Trattasi, come già detto, di gruppetti di nuovi italiani, socialmente molto pericolosi in quanto preda della noia e motivati da spirito di rivalsa sia verso connazionali che, in particolare, italiani.
Gente che, anche nella tranquilla Osimo, “ammazza” sempre più spesso il tempo in piccoli furti, in violenze e in rivendicazioni fatte in nome o della differenza cittadina di origine (Osimo e Castelfidardo nel nostro caso) o per motivazioni ancor più futili, purchè ci sia da menar le mani.
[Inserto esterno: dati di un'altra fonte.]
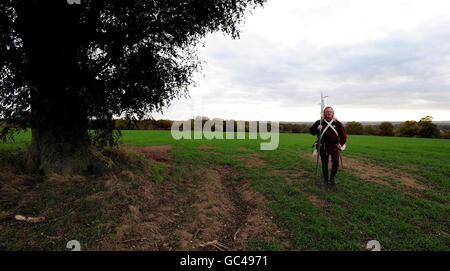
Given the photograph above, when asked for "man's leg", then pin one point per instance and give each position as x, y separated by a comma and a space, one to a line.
334, 167
324, 156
Diverse le reazioni sorprese dei genitori giunti in caserma, in piena notte, a riprendersi figli di 14-15-16 anni… in pratica abbandonati dalle rispettive famiglie e affidati al gruppo, come è normale debba avvenire oggi… salvo lamentarsi, poi, della mancanza di controlli.
Detto che non è possibile per un padre e una madre del 2025 disinteressarsi della sorte di un ragazzino (che a mezzanotte dovrebbe essere a letto anziché menar le mani o sferrare coltellate in un altro Comune!), non è neanche possibile abbandonare il territorio alla qualsiasi che intenda “conquistarlo”.
Almeno nei week-end il centro storico e i luoghi di aggregazione di questi bull fai-da-te dovrebbero essere presidiati da Polizia locale e agenti del Commissariato, da anni ridotto a timbrare passaporti e smontare a fine giornata lavorativa, come un normale ufficio.
Nel primo caso (quello legato alla Polizia locale) manca però completamente un valido “manico” ad indicar la strada ai colleghi (intenti esclusivamente a multare, con previsione di super multare gli automobilisti allo scopo di fare cassa); per il Commissariato, invece, il problema è invece ormai “storico” con persino le ronde notturne, pubblicizzate a parole nei comunicati di un tempo, sparite dal rendiconto informativo alla stampa.
Tornando all’accoltellamento è probabile che tutto, visto anche l’ambiente extracomunitario, di origine tunisina, per le famiglie dei due interessati (nati entrambi in Italia), finisca in un nulla di fatto occorrendo specifica denuncia; nel caso lesioni aggravamento e porto abusivo di arma impropria.